With the intricate relationship between these factors, it will always be difficult to guess which one comes first. A factor that has severely hindered our progress in this field is the absence of an acceptable model for studying tumor relapses. For a meaningful study, promoting healthy collaboration between basic scientists and clinical researchers is crucial. Breast cancer chemoresistance and recurrence is too complex a problem to be fully understood only through laboratory investigations or clinical observations. Essential to our understanding of ABC as a disease is the creation of further preclinical models, which will allow us to more confidently explore and confirm whether inflammatory processes contribute to ABC’s progression more than in an ABC-free environment. The presence of MSI is somehow associated with hyperglycemia and is an aggravating factor in the course of advanced breast cancer with a poorer response to a specific therapy. The wealth of literature accumulated in recent years is a good start.
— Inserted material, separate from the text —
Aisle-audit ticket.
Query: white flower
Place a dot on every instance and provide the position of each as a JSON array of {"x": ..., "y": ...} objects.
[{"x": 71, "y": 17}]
These observations suggest that, in the context of chemoresistance and relapses, they are as advanced as their invasive counterpart. We tried to look for and find a much higher overall risk of breast cancer chemoresistance and recurrence after an ABC diagnosis.
The authors declare no conflict of interests. All authors read and approved final version of the paper.
All authors contributed equally in this paper.